Durham alum recalls terror of Las Vegas shooting

Durham grad Nicole O'Brien and her mom, Louise O'Brien, took a selfie just hours before a mass shooting in Las Vegas last year. Photo credit: Nicole O'Brien

Durham College grad Nicole O’Brien was enjoying the last day of a birthday weekend away with her mom in Las Vegas this time a year ago.

The “city that never sleeps” was in full tilt when one of the largest mass shootings in U.S. history took place.

O’Brien, a graduate of the journalism program, wasn’t at the Route 91 Harvest Festival, featuring country music star Jason Aldean, but was close enough to experience the terror.
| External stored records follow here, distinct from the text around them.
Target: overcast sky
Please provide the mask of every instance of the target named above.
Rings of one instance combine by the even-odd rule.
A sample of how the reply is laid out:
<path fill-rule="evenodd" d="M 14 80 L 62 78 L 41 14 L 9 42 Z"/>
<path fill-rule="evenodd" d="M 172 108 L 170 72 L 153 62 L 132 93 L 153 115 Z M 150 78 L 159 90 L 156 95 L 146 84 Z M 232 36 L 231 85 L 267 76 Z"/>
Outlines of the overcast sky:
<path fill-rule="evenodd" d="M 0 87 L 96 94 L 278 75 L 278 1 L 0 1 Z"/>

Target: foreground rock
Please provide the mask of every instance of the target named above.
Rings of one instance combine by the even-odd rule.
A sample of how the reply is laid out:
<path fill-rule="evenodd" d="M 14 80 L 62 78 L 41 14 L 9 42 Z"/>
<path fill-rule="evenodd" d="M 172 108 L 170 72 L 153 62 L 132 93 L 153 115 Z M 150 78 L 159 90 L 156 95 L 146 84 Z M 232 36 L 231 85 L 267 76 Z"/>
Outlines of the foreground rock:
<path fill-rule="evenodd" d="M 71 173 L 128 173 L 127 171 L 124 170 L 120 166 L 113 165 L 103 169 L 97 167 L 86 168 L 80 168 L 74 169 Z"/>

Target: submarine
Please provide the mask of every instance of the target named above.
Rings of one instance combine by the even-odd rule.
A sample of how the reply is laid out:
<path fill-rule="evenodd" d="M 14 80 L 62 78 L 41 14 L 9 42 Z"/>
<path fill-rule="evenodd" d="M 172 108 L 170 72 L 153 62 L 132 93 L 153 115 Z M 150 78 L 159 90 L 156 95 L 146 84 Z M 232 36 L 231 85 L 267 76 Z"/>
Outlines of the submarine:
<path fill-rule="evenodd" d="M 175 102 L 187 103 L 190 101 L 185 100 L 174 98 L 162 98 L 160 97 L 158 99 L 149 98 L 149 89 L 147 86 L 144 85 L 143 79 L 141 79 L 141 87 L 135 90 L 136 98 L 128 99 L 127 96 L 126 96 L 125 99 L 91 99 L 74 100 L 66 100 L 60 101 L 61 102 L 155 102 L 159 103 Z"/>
“We started seeing people running, and sprinting pretty much,” says O’Brien, 23, social media manager at Discovery programming. “People were like ‘don’t go that way, there’s a shooter that way. Do not walk that way’.”

She says she and her mother were put in a nearby building by first responders for a couple hours. But despite the turmoil going on outside, they made her feel safe during what she says was the scariest, most terrifying moment of her life.

She wrote about the experience in April on a blog about mental health and wellness. She wrote about the stress and anxiety the event caused and how she was afraid to take time off work to heal.

She wrote, “But I didn’t want to talk about it. I felt stupid. I wasn’t at the shooting; I was just near it…I felt like I had to just brush it off, I wasn’t directly affected, right?”

O”Brien says although she’s healing, the shooting will stay with her the rest of her life.

Fifty-eight people were killed at the music festival, four of whom were Canadian, and approximately 546 were injured after the gunman, 64-year-old Stephen Paddock, fired more than 1,100 bullets into the crowd in just over 10 minutes. He shot from his 32nd-floor room at the Mandalay Bay Resort, directly over the festival.

The one year anniversary of the Las Vegas strip shooting was Oct. 1.

“A year is a long time and it does not feel like it’s been that long…I think sometimes it does feel like it just happened yesterday because there’s no answers to what happened or why it happened.”

In remembrance, the Las Vegas strip went dark at 10:01 p.m. along with 58 seconds of silence to honour the victims.